The boy cried all the way home, clutching the balloon to him.

That was the day the boy's father was shot protecting his country. Protecting his son, his wife, his home. Like the boy's father, the boy's balloon had a small whole in its middle. That was the day the boy knew his father would never return home alive. Never fulfill his promise to return to the boy, though his father had fulfilled his promise to his country.

The boy buried his father one rainy afternoon on a hill too green for such a sombre day, but he did not bury the balloon. The balloon was a gift from his father that he would never part with. As he grew into a man, he kept the balloon with him, folded neatly and tucked first into his pocket, and then into his wallet as he grew from a boy into a man.

The red balloon was a reminder of the hero the boy's father was.
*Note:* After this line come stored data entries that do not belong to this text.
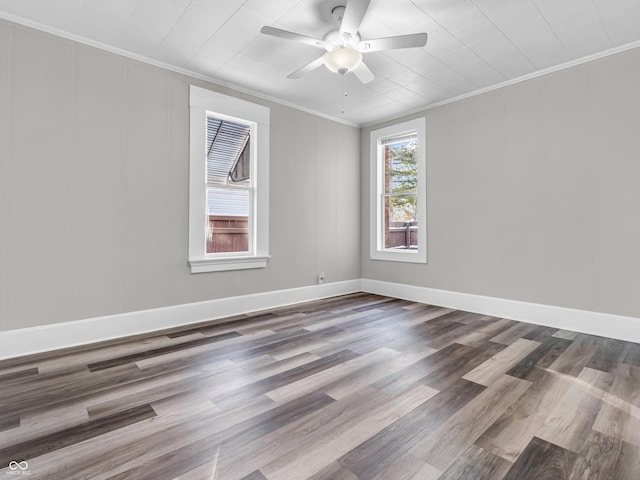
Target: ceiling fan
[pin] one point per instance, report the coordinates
(344, 46)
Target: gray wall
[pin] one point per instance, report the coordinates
(93, 188)
(534, 192)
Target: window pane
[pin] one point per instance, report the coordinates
(401, 227)
(401, 169)
(227, 151)
(228, 214)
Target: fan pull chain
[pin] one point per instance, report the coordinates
(344, 93)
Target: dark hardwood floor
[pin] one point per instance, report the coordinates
(354, 387)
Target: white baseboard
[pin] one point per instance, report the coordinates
(26, 341)
(583, 321)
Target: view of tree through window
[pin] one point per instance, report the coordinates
(401, 199)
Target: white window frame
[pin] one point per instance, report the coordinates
(376, 235)
(205, 103)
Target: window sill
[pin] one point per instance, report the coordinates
(407, 256)
(227, 263)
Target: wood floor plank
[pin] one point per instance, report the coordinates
(477, 463)
(570, 421)
(461, 430)
(304, 464)
(34, 448)
(408, 467)
(490, 371)
(619, 416)
(509, 435)
(356, 387)
(390, 444)
(604, 457)
(576, 356)
(542, 461)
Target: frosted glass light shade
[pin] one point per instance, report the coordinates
(342, 59)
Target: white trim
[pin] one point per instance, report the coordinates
(223, 264)
(507, 83)
(166, 66)
(203, 102)
(376, 184)
(26, 341)
(583, 321)
(183, 71)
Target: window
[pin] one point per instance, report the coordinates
(228, 183)
(398, 210)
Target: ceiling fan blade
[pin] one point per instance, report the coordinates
(392, 43)
(353, 15)
(363, 73)
(307, 68)
(276, 32)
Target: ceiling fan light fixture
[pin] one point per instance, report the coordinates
(342, 59)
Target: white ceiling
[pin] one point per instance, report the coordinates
(473, 44)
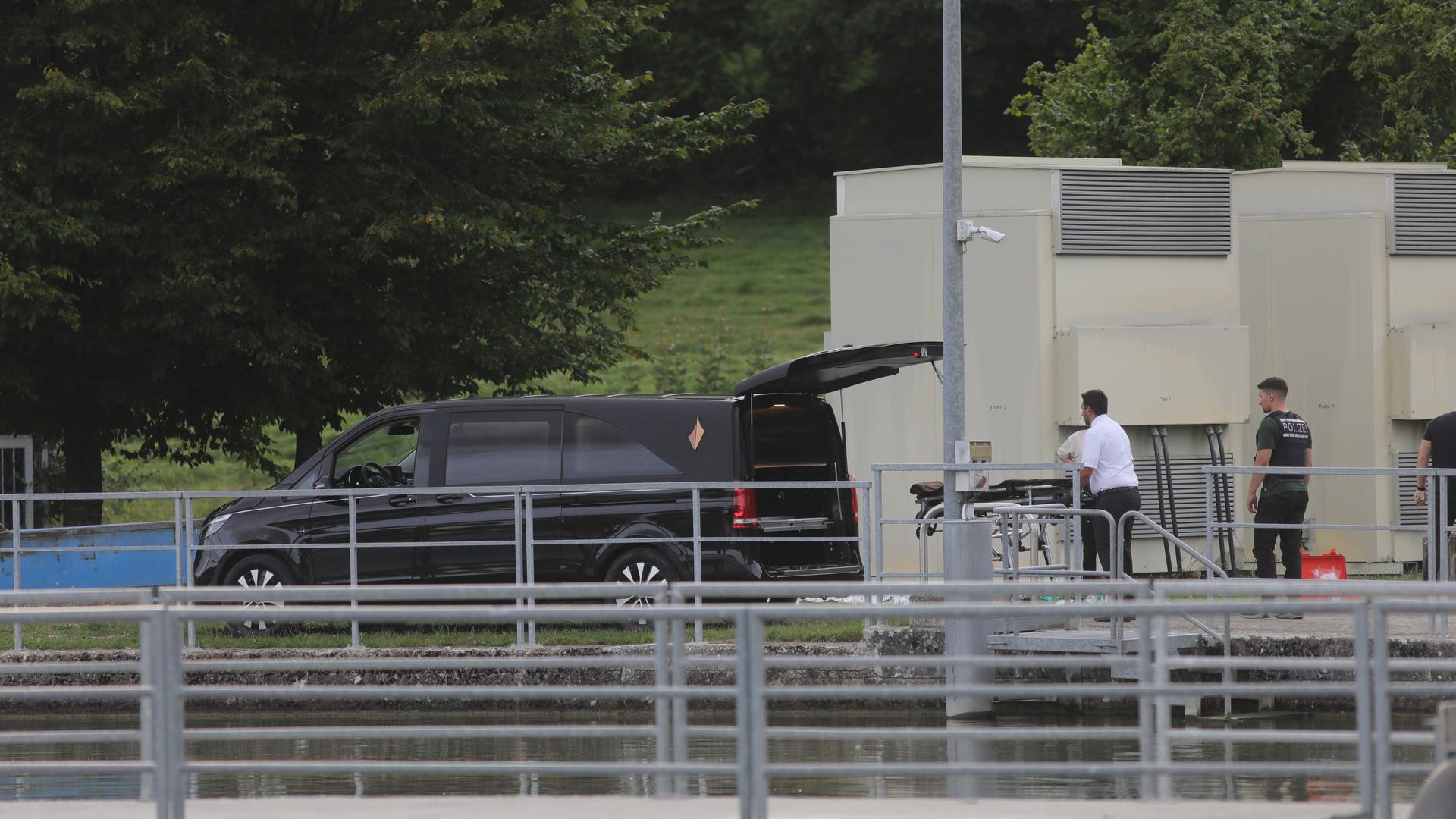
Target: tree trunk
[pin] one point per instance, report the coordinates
(82, 450)
(306, 442)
The hero the boy would become as a man, fighting for his country just as his father had before him.

And just as his father had before him, the boy, now a man, gave his own son a red balloon before leaving for a war that was never ending. A reminder of his love for his son. When the man waved goodbye to his wife and son on a day filled with too much sun, he hoped that his boy would never know the pain of the balloon deflating.